Another breeder (American Pitbull) who was almost synonymous with the red-nosed strain was Bob Wallace. However, Bob’s basic bloodline was not pure Old Family Red Nose. But in the late 40’s he was looking for the red-nosed strain in order to make an “outcross.” (Bob was a scrupulously careful breeder who planned his breeding’s years in advance). Unfortunately, he found that the strain was nearly gone, most of it having been ruined by careless breeding’s. He managed to obtain seven pure red-noses of high quality whose pedigrees he could authenticate (being pure OFR). The strain was subsequently saved for posterity and in the 1950’s became the fashionable strain in Pit Bull circles. In fact, it was Bob Wallace himself who wrote an article in 1953 called “There Is No Magic in Red Noses” in which he tried to put a damper on the overly enthusiastic claims being made by some of the admirers of the strain. No more fervent admirer of the Old Family Reds ever lived than Wallace, but he obviously felt that the red nose Pit Bull strain could stand on its own merits. Many stains have been crossed with the Old Family Reds at some time in their existence. Consequently, nearly any strain (of American Pitbull) will occasionally throw a red-nosed pup. To many fanciers, these red-nosed individuals are Old Family Red Noses even though the great preponderance of their blood is that of other strains. Sometimes such individuals will fail to measure up and thereby reflect undeserved discredit on the red-nosed strain. However, as Wallace said, the red noses should not be considered invincible either.
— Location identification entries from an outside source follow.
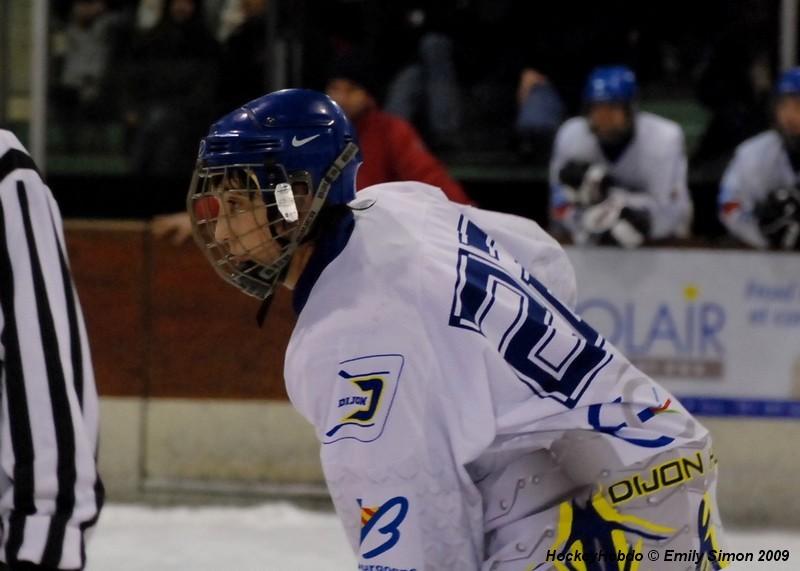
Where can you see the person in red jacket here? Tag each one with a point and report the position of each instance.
(392, 148)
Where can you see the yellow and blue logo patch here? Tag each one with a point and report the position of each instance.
(363, 397)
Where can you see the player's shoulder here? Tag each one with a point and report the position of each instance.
(9, 141)
(399, 197)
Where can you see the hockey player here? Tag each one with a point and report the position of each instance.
(759, 199)
(468, 419)
(50, 489)
(618, 175)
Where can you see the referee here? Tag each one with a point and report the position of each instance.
(50, 491)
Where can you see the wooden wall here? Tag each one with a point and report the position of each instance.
(162, 324)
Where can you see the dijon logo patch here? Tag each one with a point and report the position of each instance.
(363, 397)
(668, 474)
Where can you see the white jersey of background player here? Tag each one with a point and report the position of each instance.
(759, 201)
(468, 418)
(618, 176)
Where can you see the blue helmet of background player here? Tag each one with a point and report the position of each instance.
(608, 97)
(788, 83)
(610, 84)
(264, 174)
(787, 108)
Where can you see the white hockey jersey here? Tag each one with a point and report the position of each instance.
(434, 349)
(652, 168)
(759, 166)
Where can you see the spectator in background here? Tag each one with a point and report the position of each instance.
(171, 89)
(391, 147)
(561, 43)
(244, 62)
(759, 200)
(618, 175)
(735, 79)
(81, 90)
(424, 89)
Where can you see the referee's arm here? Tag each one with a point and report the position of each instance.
(50, 492)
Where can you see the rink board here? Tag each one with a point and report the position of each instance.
(192, 389)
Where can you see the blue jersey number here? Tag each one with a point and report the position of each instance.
(517, 314)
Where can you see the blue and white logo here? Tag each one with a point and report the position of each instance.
(380, 526)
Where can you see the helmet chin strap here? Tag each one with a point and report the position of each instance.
(334, 171)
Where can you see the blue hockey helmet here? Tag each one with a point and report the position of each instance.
(610, 84)
(263, 174)
(788, 83)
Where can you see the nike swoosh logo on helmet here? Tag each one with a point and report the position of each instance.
(300, 142)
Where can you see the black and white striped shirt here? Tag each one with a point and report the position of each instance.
(50, 491)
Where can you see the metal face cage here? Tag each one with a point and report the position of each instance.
(245, 218)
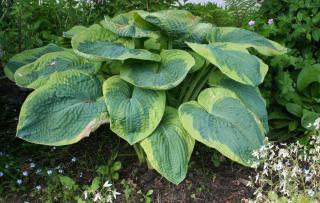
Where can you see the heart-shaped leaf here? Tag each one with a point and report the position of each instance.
(63, 111)
(168, 73)
(99, 44)
(249, 95)
(73, 31)
(246, 39)
(36, 74)
(128, 25)
(27, 57)
(222, 121)
(134, 112)
(235, 62)
(169, 147)
(171, 21)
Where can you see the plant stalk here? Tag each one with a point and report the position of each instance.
(140, 153)
(202, 83)
(194, 83)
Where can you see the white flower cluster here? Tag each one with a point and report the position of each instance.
(288, 170)
(105, 194)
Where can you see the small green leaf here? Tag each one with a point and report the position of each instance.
(308, 75)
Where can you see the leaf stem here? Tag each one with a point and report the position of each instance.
(139, 153)
(194, 83)
(202, 83)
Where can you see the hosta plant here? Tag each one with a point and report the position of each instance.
(163, 80)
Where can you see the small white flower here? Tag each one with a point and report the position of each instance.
(109, 198)
(115, 193)
(310, 193)
(85, 193)
(19, 181)
(49, 172)
(255, 154)
(251, 22)
(107, 184)
(38, 171)
(316, 124)
(97, 197)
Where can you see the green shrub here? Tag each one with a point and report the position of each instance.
(142, 72)
(292, 87)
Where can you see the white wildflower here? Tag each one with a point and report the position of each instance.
(115, 193)
(97, 197)
(107, 184)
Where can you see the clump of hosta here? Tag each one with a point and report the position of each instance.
(163, 80)
(288, 172)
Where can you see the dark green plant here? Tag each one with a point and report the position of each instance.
(293, 84)
(162, 79)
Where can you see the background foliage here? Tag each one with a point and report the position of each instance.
(296, 23)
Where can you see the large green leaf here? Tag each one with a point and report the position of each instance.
(246, 39)
(99, 44)
(170, 72)
(249, 95)
(235, 62)
(36, 74)
(222, 121)
(26, 57)
(199, 62)
(134, 112)
(169, 147)
(171, 21)
(63, 111)
(198, 33)
(73, 31)
(308, 75)
(128, 25)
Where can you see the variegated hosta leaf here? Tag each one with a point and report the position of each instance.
(127, 25)
(198, 33)
(63, 111)
(222, 121)
(235, 62)
(99, 44)
(134, 112)
(246, 39)
(199, 62)
(171, 21)
(169, 147)
(170, 72)
(26, 57)
(73, 31)
(249, 95)
(308, 75)
(36, 74)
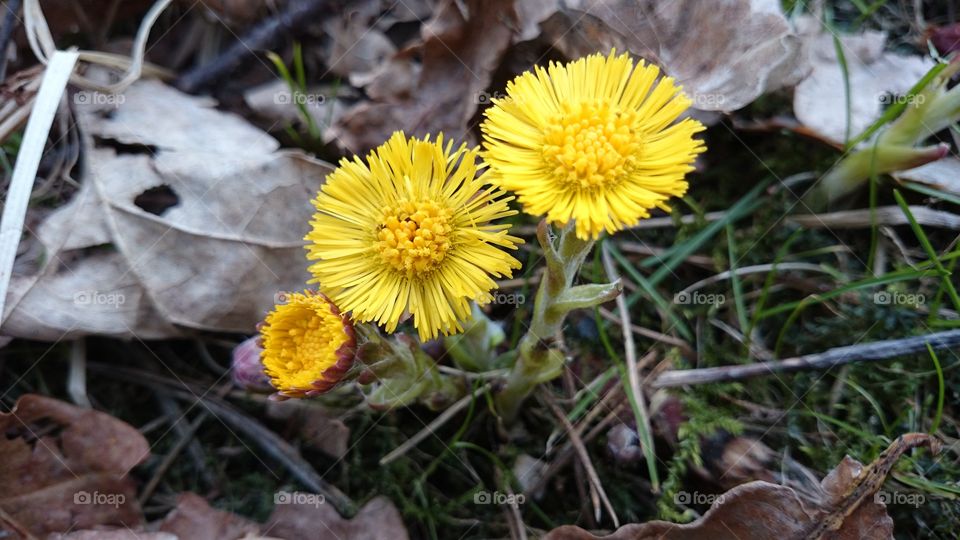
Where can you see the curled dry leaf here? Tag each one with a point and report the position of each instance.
(875, 77)
(725, 53)
(461, 45)
(76, 479)
(194, 518)
(187, 217)
(845, 509)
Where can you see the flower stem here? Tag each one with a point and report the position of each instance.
(539, 358)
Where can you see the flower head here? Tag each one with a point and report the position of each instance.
(409, 231)
(595, 140)
(308, 346)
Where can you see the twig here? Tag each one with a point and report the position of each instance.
(638, 400)
(566, 454)
(581, 451)
(838, 356)
(433, 426)
(755, 269)
(77, 377)
(295, 16)
(14, 526)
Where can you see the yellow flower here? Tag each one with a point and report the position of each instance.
(594, 140)
(308, 346)
(408, 231)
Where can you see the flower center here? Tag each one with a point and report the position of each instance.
(591, 145)
(309, 346)
(415, 236)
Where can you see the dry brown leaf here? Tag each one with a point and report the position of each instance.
(724, 53)
(187, 217)
(112, 534)
(77, 479)
(356, 47)
(315, 425)
(462, 44)
(377, 520)
(194, 518)
(275, 101)
(846, 508)
(875, 78)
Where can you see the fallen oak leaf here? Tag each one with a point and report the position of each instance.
(724, 54)
(303, 517)
(761, 510)
(461, 46)
(187, 218)
(77, 479)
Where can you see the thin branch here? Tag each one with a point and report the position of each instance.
(838, 356)
(433, 426)
(581, 450)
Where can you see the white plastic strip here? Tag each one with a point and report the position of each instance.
(45, 107)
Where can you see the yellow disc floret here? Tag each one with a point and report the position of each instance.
(411, 231)
(597, 141)
(307, 345)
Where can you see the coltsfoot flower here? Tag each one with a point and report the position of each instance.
(410, 230)
(308, 345)
(595, 141)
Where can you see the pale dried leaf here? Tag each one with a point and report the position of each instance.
(875, 77)
(76, 480)
(213, 260)
(725, 53)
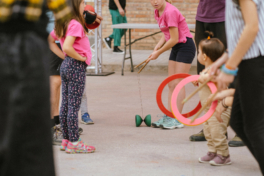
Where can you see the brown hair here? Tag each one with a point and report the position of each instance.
(212, 47)
(61, 28)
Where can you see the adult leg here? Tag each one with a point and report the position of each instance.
(55, 83)
(175, 68)
(199, 35)
(117, 33)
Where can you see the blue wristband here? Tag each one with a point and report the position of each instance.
(228, 71)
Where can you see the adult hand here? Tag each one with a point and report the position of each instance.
(223, 80)
(121, 11)
(214, 68)
(218, 96)
(83, 59)
(153, 56)
(157, 47)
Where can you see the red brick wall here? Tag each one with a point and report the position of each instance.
(141, 11)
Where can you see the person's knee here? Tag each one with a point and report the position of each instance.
(55, 81)
(173, 84)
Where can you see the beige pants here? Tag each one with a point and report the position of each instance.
(214, 131)
(215, 134)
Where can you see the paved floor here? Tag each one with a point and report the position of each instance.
(123, 149)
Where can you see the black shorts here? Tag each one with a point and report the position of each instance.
(183, 52)
(55, 63)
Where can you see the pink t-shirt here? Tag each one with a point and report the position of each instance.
(81, 44)
(172, 17)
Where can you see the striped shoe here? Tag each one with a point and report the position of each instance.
(80, 147)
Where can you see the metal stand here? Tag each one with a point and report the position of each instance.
(130, 55)
(98, 45)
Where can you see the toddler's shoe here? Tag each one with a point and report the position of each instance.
(207, 158)
(220, 160)
(80, 147)
(64, 144)
(160, 121)
(171, 124)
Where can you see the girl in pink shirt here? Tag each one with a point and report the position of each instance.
(76, 48)
(176, 36)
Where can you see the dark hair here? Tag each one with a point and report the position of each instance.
(213, 47)
(61, 28)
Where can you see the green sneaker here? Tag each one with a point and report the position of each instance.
(197, 137)
(160, 121)
(171, 124)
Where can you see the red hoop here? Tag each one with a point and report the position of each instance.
(175, 110)
(159, 99)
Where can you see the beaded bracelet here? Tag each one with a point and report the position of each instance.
(228, 71)
(223, 103)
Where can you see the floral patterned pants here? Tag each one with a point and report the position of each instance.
(72, 74)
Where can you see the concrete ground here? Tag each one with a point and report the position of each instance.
(124, 149)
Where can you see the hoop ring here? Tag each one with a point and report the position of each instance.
(175, 110)
(159, 94)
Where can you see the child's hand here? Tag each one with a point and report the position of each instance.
(203, 78)
(218, 112)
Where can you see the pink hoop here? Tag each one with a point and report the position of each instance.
(174, 107)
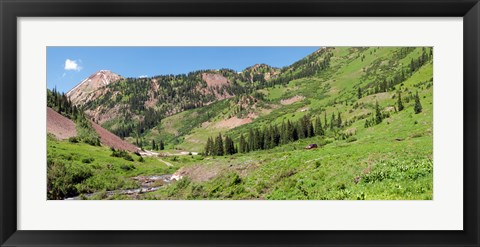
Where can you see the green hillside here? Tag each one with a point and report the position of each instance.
(371, 145)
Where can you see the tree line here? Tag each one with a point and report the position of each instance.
(274, 135)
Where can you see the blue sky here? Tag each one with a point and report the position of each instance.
(67, 66)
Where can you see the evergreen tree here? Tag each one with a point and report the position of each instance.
(399, 102)
(332, 121)
(218, 150)
(325, 119)
(154, 146)
(242, 145)
(162, 145)
(318, 127)
(418, 106)
(209, 147)
(311, 130)
(339, 120)
(229, 146)
(378, 114)
(251, 140)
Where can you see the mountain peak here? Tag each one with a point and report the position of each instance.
(87, 88)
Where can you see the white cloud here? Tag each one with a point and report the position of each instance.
(72, 65)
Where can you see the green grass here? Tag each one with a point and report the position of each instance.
(388, 161)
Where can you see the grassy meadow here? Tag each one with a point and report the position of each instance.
(389, 159)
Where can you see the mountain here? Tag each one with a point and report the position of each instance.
(343, 123)
(64, 128)
(89, 89)
(260, 72)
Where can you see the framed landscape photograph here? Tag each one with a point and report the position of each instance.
(228, 123)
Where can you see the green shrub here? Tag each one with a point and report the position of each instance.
(88, 160)
(62, 179)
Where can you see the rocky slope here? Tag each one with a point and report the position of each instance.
(90, 88)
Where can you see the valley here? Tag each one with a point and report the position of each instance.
(343, 123)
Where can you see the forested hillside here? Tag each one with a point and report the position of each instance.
(341, 123)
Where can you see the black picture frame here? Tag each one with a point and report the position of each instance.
(10, 10)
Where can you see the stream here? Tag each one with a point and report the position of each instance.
(147, 183)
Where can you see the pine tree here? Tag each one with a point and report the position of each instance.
(251, 140)
(209, 147)
(418, 106)
(332, 121)
(242, 145)
(318, 127)
(325, 119)
(154, 146)
(399, 102)
(219, 145)
(339, 120)
(378, 114)
(311, 130)
(229, 146)
(162, 145)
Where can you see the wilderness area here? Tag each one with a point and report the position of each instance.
(342, 123)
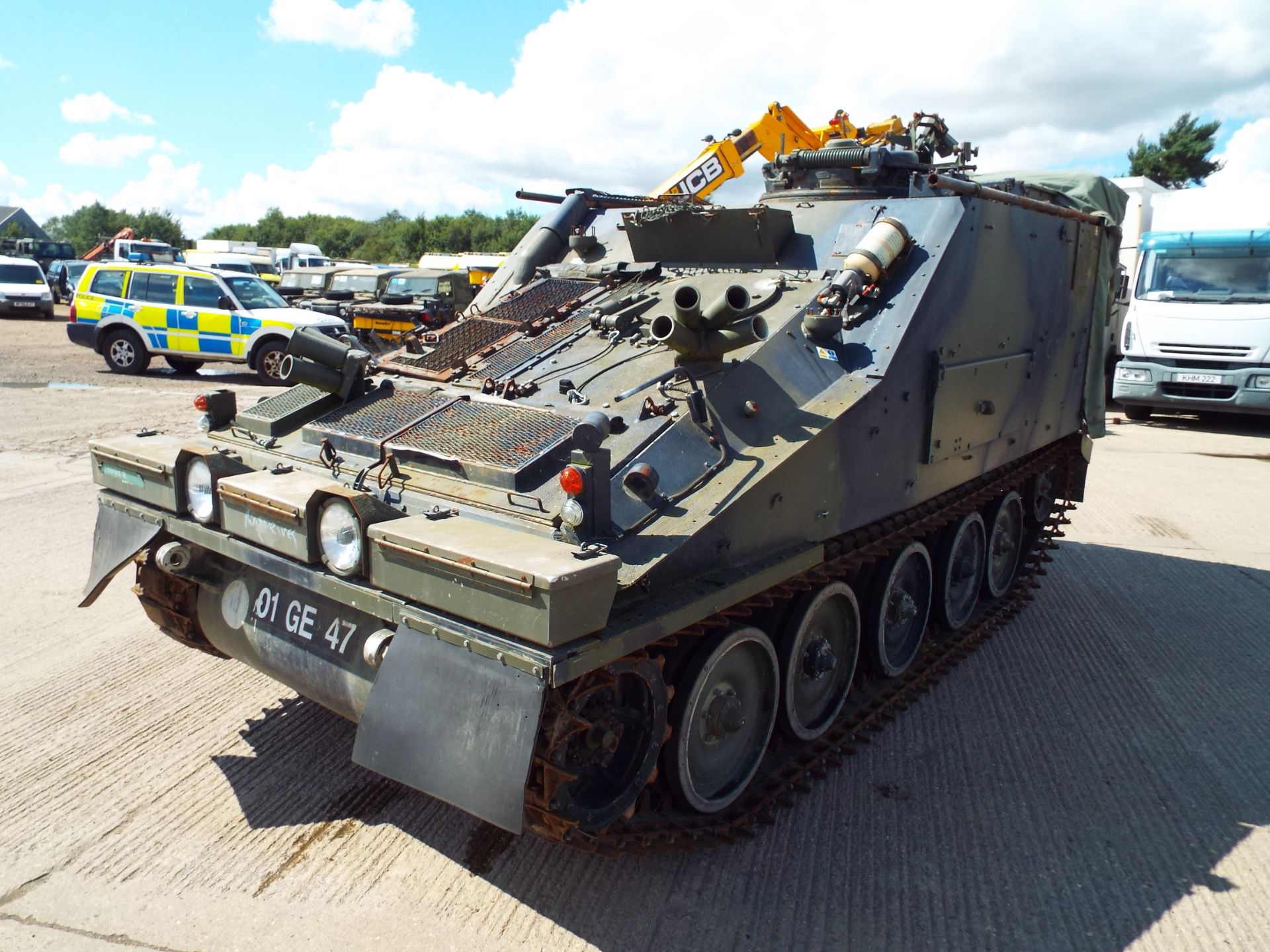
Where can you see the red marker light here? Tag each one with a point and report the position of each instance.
(572, 481)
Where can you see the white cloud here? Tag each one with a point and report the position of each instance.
(384, 27)
(165, 186)
(624, 117)
(98, 107)
(87, 149)
(55, 198)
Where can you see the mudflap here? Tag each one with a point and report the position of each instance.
(459, 727)
(116, 539)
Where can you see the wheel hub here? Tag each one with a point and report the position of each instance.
(818, 659)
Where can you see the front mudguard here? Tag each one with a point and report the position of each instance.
(459, 727)
(117, 537)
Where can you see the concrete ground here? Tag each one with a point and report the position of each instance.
(1096, 777)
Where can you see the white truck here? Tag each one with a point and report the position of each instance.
(1194, 333)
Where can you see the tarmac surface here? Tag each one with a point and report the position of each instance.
(1095, 777)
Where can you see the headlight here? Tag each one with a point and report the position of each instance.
(339, 535)
(1133, 375)
(198, 491)
(572, 513)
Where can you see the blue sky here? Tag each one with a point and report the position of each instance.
(218, 111)
(212, 80)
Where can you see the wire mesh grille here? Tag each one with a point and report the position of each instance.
(380, 416)
(520, 352)
(286, 403)
(539, 299)
(488, 434)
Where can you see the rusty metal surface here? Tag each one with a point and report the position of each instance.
(521, 352)
(540, 299)
(488, 434)
(657, 826)
(456, 344)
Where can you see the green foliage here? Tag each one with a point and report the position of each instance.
(1180, 157)
(92, 223)
(390, 238)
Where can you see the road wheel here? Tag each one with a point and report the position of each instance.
(818, 651)
(269, 362)
(183, 365)
(723, 716)
(959, 571)
(125, 353)
(1005, 522)
(900, 608)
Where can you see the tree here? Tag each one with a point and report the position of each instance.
(1180, 157)
(91, 223)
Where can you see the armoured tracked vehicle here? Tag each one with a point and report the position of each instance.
(686, 502)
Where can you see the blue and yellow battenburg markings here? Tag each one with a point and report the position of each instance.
(183, 329)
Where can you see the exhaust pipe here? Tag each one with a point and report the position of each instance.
(727, 307)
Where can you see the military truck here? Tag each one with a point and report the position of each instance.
(417, 299)
(647, 541)
(349, 287)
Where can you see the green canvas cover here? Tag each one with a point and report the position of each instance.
(1085, 192)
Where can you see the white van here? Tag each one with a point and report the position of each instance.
(23, 287)
(1197, 333)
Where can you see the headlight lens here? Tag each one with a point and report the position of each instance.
(1133, 375)
(572, 513)
(341, 537)
(198, 491)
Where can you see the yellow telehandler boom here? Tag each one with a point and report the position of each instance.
(777, 132)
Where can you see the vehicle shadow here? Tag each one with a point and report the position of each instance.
(1072, 781)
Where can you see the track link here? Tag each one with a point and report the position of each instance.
(172, 604)
(789, 770)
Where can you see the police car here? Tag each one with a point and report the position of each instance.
(128, 311)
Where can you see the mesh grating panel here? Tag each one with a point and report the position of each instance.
(380, 416)
(286, 403)
(456, 343)
(540, 299)
(488, 434)
(523, 350)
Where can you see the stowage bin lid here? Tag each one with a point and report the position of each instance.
(519, 556)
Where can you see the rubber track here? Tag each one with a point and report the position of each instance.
(792, 771)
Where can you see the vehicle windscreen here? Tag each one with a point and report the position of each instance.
(413, 286)
(355, 282)
(21, 274)
(1206, 274)
(254, 294)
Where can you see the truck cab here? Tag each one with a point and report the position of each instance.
(1197, 331)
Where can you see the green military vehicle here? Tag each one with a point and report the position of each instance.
(642, 543)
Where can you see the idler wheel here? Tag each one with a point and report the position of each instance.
(959, 575)
(900, 610)
(615, 724)
(723, 716)
(818, 654)
(1042, 491)
(1005, 522)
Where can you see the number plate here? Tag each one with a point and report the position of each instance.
(320, 625)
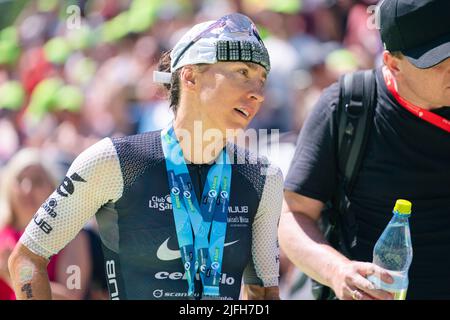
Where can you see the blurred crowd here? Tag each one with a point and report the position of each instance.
(75, 71)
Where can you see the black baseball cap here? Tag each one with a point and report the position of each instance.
(420, 29)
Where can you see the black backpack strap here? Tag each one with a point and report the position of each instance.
(358, 92)
(354, 119)
(355, 116)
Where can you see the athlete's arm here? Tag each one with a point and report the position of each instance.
(93, 180)
(263, 284)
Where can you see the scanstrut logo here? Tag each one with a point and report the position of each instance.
(160, 203)
(164, 275)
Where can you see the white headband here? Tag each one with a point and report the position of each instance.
(231, 38)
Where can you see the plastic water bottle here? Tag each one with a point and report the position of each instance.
(393, 251)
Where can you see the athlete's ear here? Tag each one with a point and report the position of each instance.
(188, 77)
(392, 62)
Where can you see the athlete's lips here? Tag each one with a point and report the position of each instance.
(245, 111)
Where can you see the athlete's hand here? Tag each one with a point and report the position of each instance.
(349, 281)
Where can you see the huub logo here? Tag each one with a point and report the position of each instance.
(67, 187)
(212, 193)
(187, 194)
(50, 206)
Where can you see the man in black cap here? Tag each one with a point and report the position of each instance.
(406, 155)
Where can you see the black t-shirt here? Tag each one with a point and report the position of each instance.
(406, 158)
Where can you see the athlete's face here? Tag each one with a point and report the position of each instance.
(427, 87)
(231, 93)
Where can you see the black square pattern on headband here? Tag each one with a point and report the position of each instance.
(235, 50)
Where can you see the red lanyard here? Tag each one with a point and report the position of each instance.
(426, 115)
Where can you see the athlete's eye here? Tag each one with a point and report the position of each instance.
(243, 72)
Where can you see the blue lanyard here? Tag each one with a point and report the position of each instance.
(199, 254)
They produce their share of bad ones as well as good ones-just as all strains do.”

As a strain, the Old Family Red Nose has several things going for it. First, it is renowned for its gameness (there has been more than one OFRN Pit Bull Story about the gameness of the Old Family Red Nose Pitbull). Second, some of the most reputable breeders in all pit bull history have contributed to the preservation and development of the strain. People like Lightner, McClintock. Menefee and Wallace, to mention just a few. Finally, as McNolty said in his 30-30 Journal (1967) “Regardless of one’s historical perspective, these old amber-eyed, red-nosed, red-toe-nailed, red-coated dogs represent some of the most significant pit bull history and tradition that stands on four legs today.” End quote. The “OFR Strain” is a one of a kind. They produce beautiful pitbull puppies who grow up to be objects of beauty. Here is one last comment from Richard Stratton when asked about the nose color of the red nose APBT is from the book This is The American Pit Bull Terrier on Page 128. He writes “Recently (*this book was printed in 1974), I compared the current U.K.C. American (Pit) Bull standard with an old one appearing in the July 1940 issue of Bloodlines.” He goes on to say “the old standard does not mention color, but the new one states “black is preferred.” Why are the red nosed Pit Bulls discriminated against? Stratton answered “obviously, whoever made out the new standard was not overly familiar with the strains of Pit Bulls. It would be downright ludicrous to have one of the most prestigious strains in all of Pit Bull history discriminated against!” End quote.